Our first measurement clocked Headroom at ~1,912 ms per call and we nearly wrote it down as the cost of ML compression. It wasn’t. The sidecar runs scale-to-zero, and in the harness each Headroom call was spaced seconds apart by the intervening generate-and-judge calls — so instances kept getting reclaimed and re-spun. The server logs decompose it cleanly:

  • Warm compute: 11–22 ms (the ONNX model on CPU)
  • Cold start: ~53 s — but only because the model re-downloads at startup, a fixable packaging bug
  • Warm round-trip from a distant client: ~240 ms, almost all network

Warm, Headroom is a ~15 ms hop. Its latency is a deployment-configuration question — keep one instance warm — not a property of the compressor. We checked whether moving to an edge container platform would help and it wouldn’t: those instances cold-start too, and our caller already lives in a different cloud, so co-location buys nothing. The honest fix is mundane: pin a warm instance.

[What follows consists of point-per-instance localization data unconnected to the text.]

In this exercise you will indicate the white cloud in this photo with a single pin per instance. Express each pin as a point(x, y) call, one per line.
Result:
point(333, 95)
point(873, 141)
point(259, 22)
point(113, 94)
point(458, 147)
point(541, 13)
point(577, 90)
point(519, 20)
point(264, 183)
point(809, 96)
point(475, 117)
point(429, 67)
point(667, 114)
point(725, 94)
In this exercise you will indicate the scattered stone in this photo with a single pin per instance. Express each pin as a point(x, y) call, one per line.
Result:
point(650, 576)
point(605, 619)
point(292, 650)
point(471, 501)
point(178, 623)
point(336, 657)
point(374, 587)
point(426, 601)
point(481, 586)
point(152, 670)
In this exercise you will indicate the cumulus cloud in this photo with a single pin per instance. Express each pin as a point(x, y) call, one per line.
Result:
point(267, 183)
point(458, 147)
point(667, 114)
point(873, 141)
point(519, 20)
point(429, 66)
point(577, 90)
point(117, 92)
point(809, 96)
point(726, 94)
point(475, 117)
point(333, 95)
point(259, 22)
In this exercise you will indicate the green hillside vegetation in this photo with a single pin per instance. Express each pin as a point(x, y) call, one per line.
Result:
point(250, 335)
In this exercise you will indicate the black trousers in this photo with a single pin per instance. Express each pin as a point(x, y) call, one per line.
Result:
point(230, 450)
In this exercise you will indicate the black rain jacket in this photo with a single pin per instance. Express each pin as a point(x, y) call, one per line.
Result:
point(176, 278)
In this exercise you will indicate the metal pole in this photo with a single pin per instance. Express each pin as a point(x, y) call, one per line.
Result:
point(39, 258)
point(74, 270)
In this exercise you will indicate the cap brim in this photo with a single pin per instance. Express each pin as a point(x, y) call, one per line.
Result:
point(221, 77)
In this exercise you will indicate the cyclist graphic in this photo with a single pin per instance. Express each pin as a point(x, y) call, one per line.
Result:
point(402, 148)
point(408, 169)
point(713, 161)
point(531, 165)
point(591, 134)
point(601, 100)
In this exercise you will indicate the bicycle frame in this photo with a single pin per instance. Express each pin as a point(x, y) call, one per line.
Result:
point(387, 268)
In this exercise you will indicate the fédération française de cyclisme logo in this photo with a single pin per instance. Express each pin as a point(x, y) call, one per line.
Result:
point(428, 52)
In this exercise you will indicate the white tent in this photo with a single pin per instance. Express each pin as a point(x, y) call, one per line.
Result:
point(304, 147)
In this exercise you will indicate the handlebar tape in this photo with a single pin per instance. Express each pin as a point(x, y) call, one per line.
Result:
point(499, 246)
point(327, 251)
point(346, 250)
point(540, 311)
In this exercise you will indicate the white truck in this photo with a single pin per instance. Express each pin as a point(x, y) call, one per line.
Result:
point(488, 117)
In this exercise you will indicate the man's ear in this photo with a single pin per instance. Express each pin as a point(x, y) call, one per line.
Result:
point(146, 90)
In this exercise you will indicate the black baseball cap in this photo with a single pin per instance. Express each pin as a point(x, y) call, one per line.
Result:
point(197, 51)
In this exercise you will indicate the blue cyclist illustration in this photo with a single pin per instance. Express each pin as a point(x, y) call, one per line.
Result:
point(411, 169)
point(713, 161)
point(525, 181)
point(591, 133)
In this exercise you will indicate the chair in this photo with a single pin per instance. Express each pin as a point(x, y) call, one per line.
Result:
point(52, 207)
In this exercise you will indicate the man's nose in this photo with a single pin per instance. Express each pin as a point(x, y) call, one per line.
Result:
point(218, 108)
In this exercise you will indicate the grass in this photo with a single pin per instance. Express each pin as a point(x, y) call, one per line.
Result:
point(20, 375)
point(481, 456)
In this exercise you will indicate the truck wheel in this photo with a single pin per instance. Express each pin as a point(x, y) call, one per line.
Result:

It’s a small lesson with a big blast radius. A benchmark that conflates infrastructure state with algorithm cost will mis-rank every option on the table.


The verdict

We shipped Headroom as a selectable compression strategy because it does something real and does it without hurting answers. But the experiment’s most useful output wasn’t a winner — it was the shape of the tradeoff:

  • Reach for the in-process extractor when you want big token savings, near-zero latency, and zero new services to operate, and you can tolerate a bounded, occasional quality dip.
  • Reach for the ONNX layer when your retrieved contexts are large, quality regressions are unacceptable, and you’re willing to keep a small service warm.

And whichever you choose: frame your RAG context as a system message, make sure the context is big enough to be worth compressing, and never let a cold start audition for the role of your algorithm.